Aeris Industries named their plane the Magnavis, Latin for “big bird,” and it is an impressive airplane. Modeled after present planes like the C-130 and Boeing 737, the Magnavis is designed to carry up to 42 tons of equipment, ranging anywhere from troops to supplies to medium weight vehicles. Instead of being propeller-driven like the C-130, the Magnavis boasts next generation turbofan jet engines, which allow it to fly at Mach 0.70 while fully loaded.
In addition to flying faster than current airlift vehicles, the Magnavis also has improved takeoff and landing capabilities. It is designed to take off and land on surfaces described as austere, improvised, unimproved, and complex landing areas. This means that the Magnavis should be able to land on a surface whether it is paved or not paved, level or uneven. Also, the Magnavis has Short Takeoff and Landing (STOL) capabilities.

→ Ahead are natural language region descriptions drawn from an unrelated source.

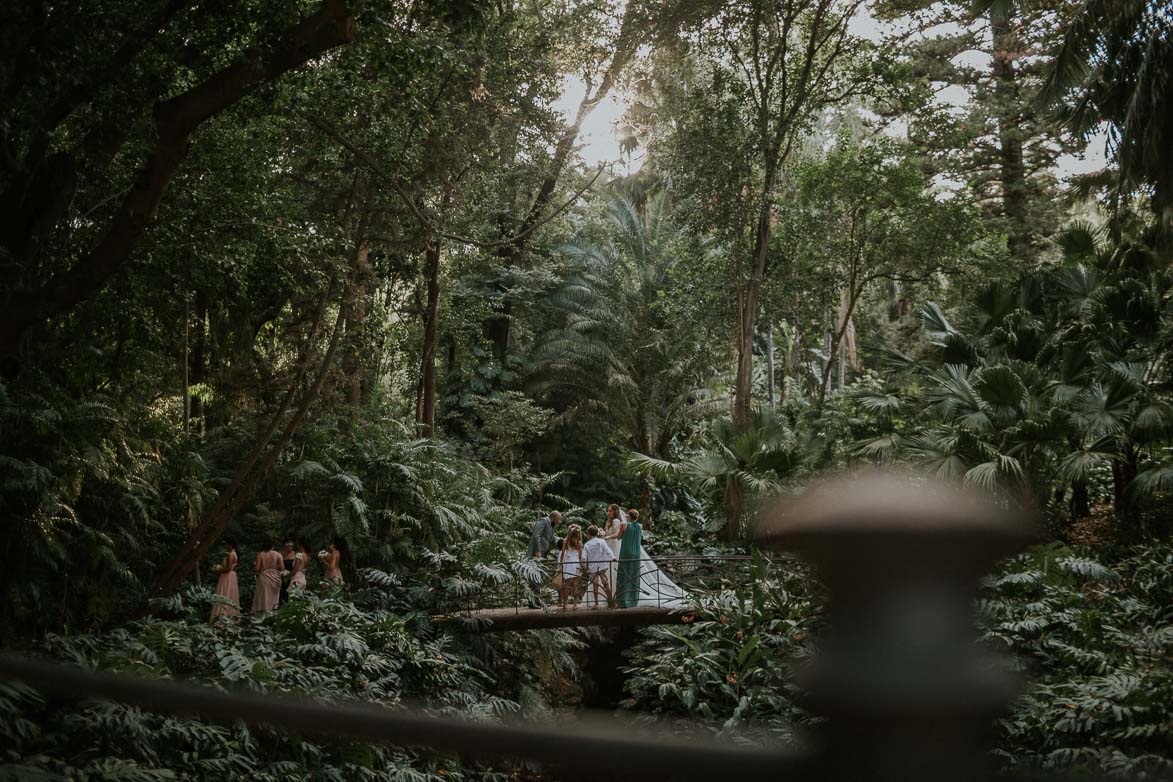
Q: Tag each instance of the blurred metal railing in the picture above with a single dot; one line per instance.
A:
(906, 692)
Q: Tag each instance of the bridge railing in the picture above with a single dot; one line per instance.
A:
(668, 582)
(904, 692)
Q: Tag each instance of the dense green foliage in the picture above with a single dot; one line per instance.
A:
(330, 269)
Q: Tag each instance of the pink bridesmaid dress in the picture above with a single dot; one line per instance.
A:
(269, 580)
(228, 587)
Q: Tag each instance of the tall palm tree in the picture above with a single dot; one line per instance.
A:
(1116, 66)
(1063, 380)
(621, 345)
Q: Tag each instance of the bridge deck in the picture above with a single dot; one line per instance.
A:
(490, 620)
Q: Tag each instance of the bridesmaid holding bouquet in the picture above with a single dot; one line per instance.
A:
(226, 585)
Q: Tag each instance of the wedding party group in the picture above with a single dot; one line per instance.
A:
(603, 566)
(278, 573)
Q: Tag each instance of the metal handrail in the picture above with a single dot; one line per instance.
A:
(902, 688)
(519, 592)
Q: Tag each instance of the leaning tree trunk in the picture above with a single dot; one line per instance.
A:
(357, 314)
(747, 293)
(249, 473)
(176, 120)
(426, 410)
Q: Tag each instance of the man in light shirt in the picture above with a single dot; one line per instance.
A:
(541, 541)
(597, 558)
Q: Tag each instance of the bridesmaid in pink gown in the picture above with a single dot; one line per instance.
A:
(332, 561)
(268, 566)
(226, 585)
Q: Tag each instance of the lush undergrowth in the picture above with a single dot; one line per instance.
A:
(326, 647)
(1091, 634)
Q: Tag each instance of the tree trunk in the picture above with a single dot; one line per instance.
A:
(497, 327)
(834, 347)
(226, 503)
(733, 502)
(187, 361)
(770, 364)
(198, 358)
(357, 314)
(426, 410)
(175, 121)
(748, 292)
(1012, 168)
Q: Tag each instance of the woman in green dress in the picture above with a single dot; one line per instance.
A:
(626, 592)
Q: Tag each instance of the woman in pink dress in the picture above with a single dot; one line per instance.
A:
(268, 566)
(332, 561)
(297, 573)
(226, 585)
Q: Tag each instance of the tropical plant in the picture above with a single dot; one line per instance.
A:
(1059, 382)
(321, 647)
(623, 348)
(754, 461)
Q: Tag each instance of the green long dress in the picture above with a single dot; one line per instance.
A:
(626, 592)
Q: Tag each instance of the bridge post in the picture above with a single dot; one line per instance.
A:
(907, 693)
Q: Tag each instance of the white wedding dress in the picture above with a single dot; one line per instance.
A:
(656, 589)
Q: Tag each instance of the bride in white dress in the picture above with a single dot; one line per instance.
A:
(656, 589)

When fully loaded, it should be able to take off or land within 1,500 to 3,000 feet.
The crew of the Magnavis will consist of two pilots and two loadmasters. Piloting the aircraft should be relatively easy because the cockpit resembles that of a C-130. It is so similar, that pilots should be able to cross-train from one aircraft to the other.
The overall price of the aircraft runs about 77 million dollars a plane, but since the aircraft shares similar parts with other aircraft, repairs and maintenance should be much cheaper.